Login is typically disabled for crawlers.

Jaruzel · on Aug 24, 2021

Which by Google's own T&Cs is illegal and could get your site dropped from their index... They state that you should not present a different site experience to their crawler compared to what normal users get.

As usual it's OK for the big guys to break the rules whereas us little site owners have no choice but to obey them.

marcosdumay · on Aug 24, 2021

Don't they have an explicit exception for login screens on their T&C?

johnc1231 · on Aug 24, 2021

How do they identify a crawler?
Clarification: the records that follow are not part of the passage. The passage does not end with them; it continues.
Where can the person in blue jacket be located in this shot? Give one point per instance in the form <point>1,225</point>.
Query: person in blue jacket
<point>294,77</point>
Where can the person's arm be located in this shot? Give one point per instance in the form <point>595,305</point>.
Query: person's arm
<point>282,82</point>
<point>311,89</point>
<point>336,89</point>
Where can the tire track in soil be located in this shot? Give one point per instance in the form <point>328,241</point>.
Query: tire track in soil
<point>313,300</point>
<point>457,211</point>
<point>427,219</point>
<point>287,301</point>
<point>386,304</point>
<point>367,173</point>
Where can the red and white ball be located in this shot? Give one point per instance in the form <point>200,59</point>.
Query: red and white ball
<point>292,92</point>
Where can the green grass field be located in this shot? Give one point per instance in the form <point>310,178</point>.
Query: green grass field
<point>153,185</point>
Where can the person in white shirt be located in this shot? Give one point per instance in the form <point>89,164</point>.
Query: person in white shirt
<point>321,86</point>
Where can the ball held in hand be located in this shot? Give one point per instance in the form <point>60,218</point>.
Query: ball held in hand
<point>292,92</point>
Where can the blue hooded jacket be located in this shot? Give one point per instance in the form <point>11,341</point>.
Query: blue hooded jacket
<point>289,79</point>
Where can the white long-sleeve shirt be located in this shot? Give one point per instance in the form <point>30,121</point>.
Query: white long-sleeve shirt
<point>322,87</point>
Can a user not masquerade as a crawler somehow?

est31 · on Aug 24, 2021

Sometimes they use user agents for this, but those are easily faked, so it's only done by websites that don't have comprehensive auth walls.
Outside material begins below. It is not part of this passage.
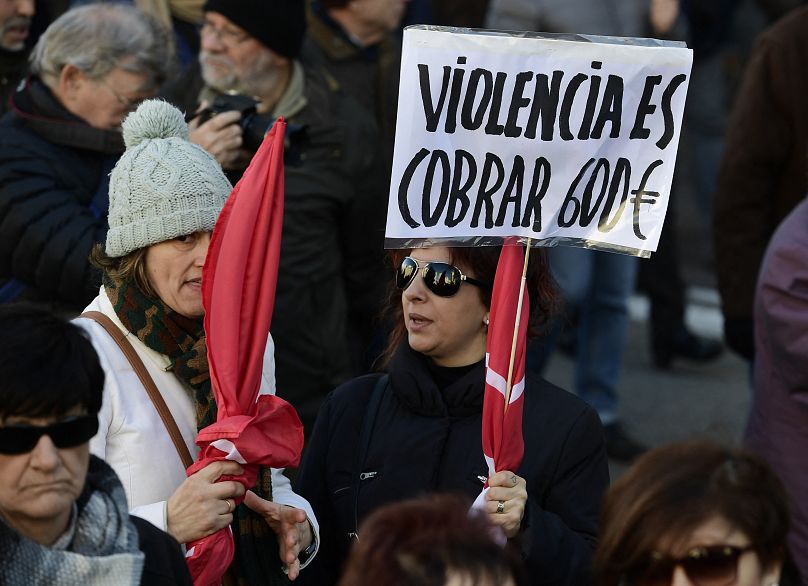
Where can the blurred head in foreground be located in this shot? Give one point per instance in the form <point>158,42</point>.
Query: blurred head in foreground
<point>694,513</point>
<point>434,541</point>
A more comprehensive method is based on ip ranges, say whitelisting traffic from Google and Bing. This gives you > 95% of search traffic as Google alone has >90%, and many various smaller search engines like Yahoo or DDG are Bing resellers.

On the other hand, a pure ip based check can be circumvented too. Sometimes you can view how search engines see a website through google translate. But places like LinkedIn have countermeasures for all of these circumventions.

tjpnz · on Aug 24, 2021

Normally by user agent. You can adopt the same UA to get past some paywalls, but it doesn't always work.